Karen couldn’t take another step. She sank into one of the mismatched chairs in their makeshift law office upstairs from Nelson’s Meats. She was tired, so tired. Foggy stopped on the way to the table that served as his desk and took a look at her. “What?” he asked.
“We’re a couple of idiots, you know that, right?”
He pulled up a chair and took a seat. “Yes. What specific idiocy did you have in mind?”
“Thinking that this – ” She waved her hand to indicate the entire room. “That this could ever work. It’s over, Foggy – Nelson, Murdock & Page is done. We never really had a chance.”
“Giving up so soon, Page?”
She nodded. “I can’t do this anymore.”
“Do what?”
“Waiting for Matt to turn up, wondering if he’s dead or alive, if he’s ever coming back. Face it, Foggy, Matt bailed on us, he’s not coming back.”

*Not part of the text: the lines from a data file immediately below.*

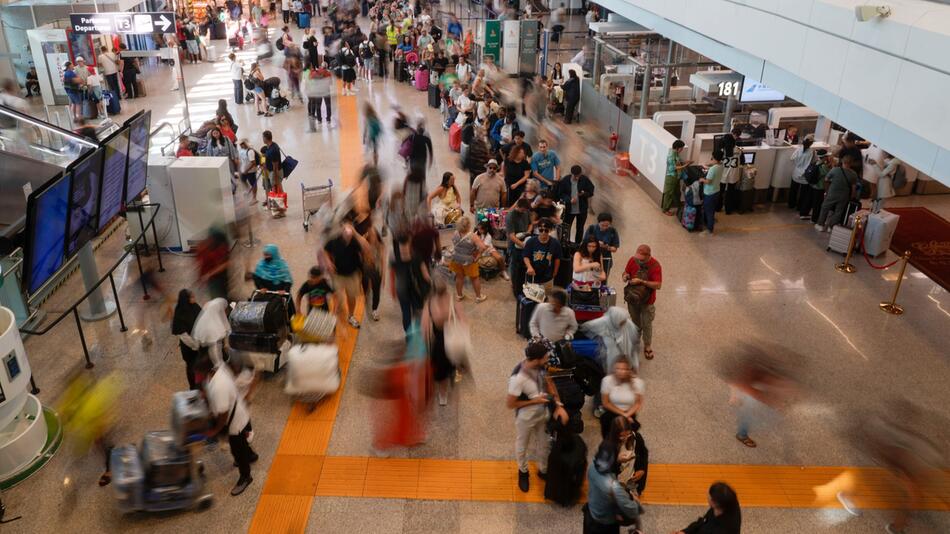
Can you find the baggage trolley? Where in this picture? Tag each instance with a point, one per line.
(314, 198)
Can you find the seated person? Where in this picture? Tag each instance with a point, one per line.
(490, 258)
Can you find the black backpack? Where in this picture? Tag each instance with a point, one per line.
(812, 173)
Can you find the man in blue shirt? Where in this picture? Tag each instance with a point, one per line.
(607, 236)
(545, 165)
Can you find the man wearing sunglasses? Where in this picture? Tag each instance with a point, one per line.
(542, 256)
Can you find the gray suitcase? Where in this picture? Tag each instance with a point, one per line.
(840, 239)
(190, 417)
(164, 463)
(128, 477)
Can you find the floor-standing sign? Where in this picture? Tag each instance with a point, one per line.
(528, 58)
(492, 45)
(510, 40)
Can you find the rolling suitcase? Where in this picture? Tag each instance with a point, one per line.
(878, 232)
(190, 417)
(455, 137)
(164, 463)
(524, 308)
(128, 477)
(269, 343)
(840, 239)
(260, 317)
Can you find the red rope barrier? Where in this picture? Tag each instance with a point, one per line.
(868, 258)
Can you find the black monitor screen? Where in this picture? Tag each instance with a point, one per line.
(138, 155)
(46, 220)
(84, 201)
(113, 177)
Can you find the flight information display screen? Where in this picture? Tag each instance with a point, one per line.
(84, 202)
(113, 177)
(46, 219)
(138, 155)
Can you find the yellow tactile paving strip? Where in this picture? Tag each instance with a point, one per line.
(302, 470)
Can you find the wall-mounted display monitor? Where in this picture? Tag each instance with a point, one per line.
(754, 91)
(114, 167)
(138, 154)
(84, 201)
(47, 210)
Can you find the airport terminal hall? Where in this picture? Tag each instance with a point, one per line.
(475, 266)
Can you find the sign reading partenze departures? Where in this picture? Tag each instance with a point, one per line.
(119, 22)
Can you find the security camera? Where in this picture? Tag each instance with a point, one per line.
(866, 13)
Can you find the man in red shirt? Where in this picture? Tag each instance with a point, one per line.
(643, 269)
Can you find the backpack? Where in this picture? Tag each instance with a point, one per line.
(900, 177)
(813, 173)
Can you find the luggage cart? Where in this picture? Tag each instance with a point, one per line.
(314, 198)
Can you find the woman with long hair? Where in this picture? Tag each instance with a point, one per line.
(724, 515)
(183, 322)
(445, 201)
(588, 269)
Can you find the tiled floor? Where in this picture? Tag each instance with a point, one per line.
(763, 276)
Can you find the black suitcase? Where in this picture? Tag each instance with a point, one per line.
(524, 308)
(434, 96)
(269, 343)
(260, 317)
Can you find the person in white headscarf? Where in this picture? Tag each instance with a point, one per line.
(619, 335)
(212, 329)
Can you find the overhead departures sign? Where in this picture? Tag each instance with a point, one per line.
(123, 23)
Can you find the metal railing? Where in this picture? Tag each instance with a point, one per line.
(74, 309)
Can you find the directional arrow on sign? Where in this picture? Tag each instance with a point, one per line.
(165, 23)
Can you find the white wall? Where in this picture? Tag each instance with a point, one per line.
(888, 80)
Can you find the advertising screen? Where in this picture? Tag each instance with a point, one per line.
(46, 225)
(754, 91)
(84, 201)
(138, 154)
(113, 177)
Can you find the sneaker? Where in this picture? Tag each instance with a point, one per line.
(242, 485)
(524, 481)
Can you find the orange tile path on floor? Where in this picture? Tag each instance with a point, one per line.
(302, 470)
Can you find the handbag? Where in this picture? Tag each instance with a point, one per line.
(319, 326)
(457, 339)
(533, 291)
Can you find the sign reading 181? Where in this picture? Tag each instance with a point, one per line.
(729, 88)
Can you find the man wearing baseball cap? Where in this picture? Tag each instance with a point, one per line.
(531, 394)
(489, 189)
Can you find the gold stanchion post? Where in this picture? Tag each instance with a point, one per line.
(846, 267)
(893, 307)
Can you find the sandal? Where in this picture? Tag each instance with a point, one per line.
(747, 441)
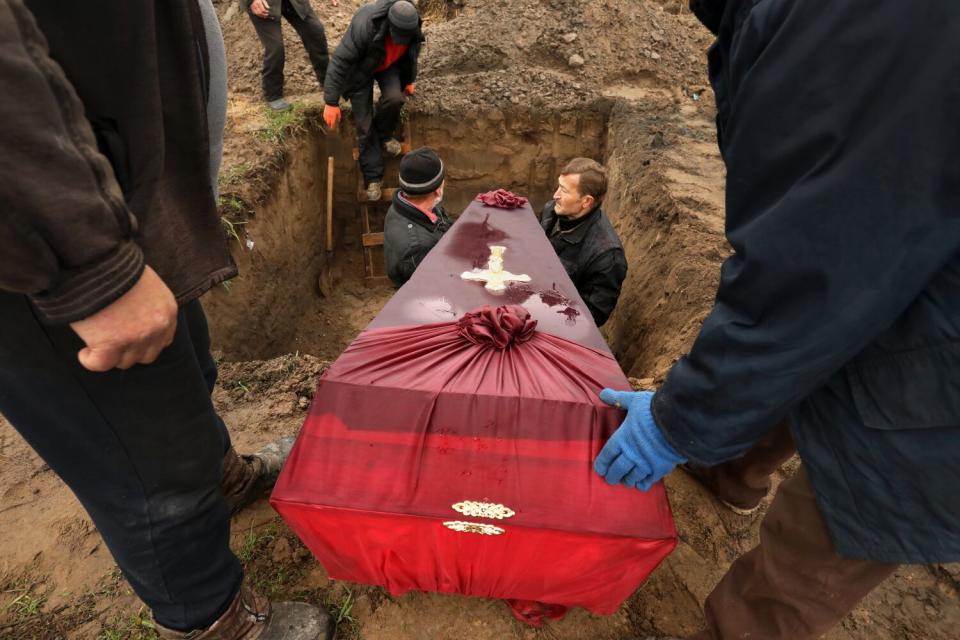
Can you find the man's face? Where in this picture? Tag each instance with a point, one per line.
(569, 202)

“I’m not so sure of that,” Foggy told her. “I’m thinking, maybe he didn’t run off with Elektra, after all. I mean, it’s possible, but if he did it, I don’t think he’d do it like this. I think he’d tell us, not just leave a cryptic note like he did.”
“Ah, yes, the ‘new and improved’ Matt Murdock. Weren’t you the one who said he’s incapable of learning from his mistakes?”
“I did,” Foggy conceded. “But if he was leaving with Elektra, I think he’d want us to know it. Him leaving like he did, that tells me he’s doing something he doesn’t want us to know about.”
“Like what? Going after Fisk again? Or Poindexter?”
“Last I heard, both of them are still in custody, so . . . .” Foggy shrugged. “I don’t know.”
“God damn it,” Karen swore. “We were finally getting our act together, and he has to go and pull this – ” She waved a hand. “ – this shit.”
“I get it,” Foggy said quietly. “I really do.”
“I swear to Christ, when he comes back, I’m gonna – ”
“You’re gonna do what, exactly?”
She threw up her hands helplessly. “I don’t know.”
“Maybe you should know all the facts before doing something drastic,” Foggy chided her.
“Always the lawyer.” Karen sighed.
“Speaking of which, don’t we have work to do?”
Karen didn’t answer him, but she went to the table she was using as a desk, picked up a file, and opened her laptop.
Several hours later, Karen was about to call it a day, when she heard Foggy’s phone ring. “Hey, Brett,” he said. A knot formed in her stomach. She kept listening. The conversation was brief. “Yeah . . . OK . . . thanks for letting me know.”
She got to her feet and crossed the room to Foggy’s desk. “What’s going on?” she asked.
“Brett called. Some guy found some clothes in an alley – black, bloodstained – and turned them in at the precinct. Brett says they look like Daredevil’s. He wants us to come down and see if we can identify them.”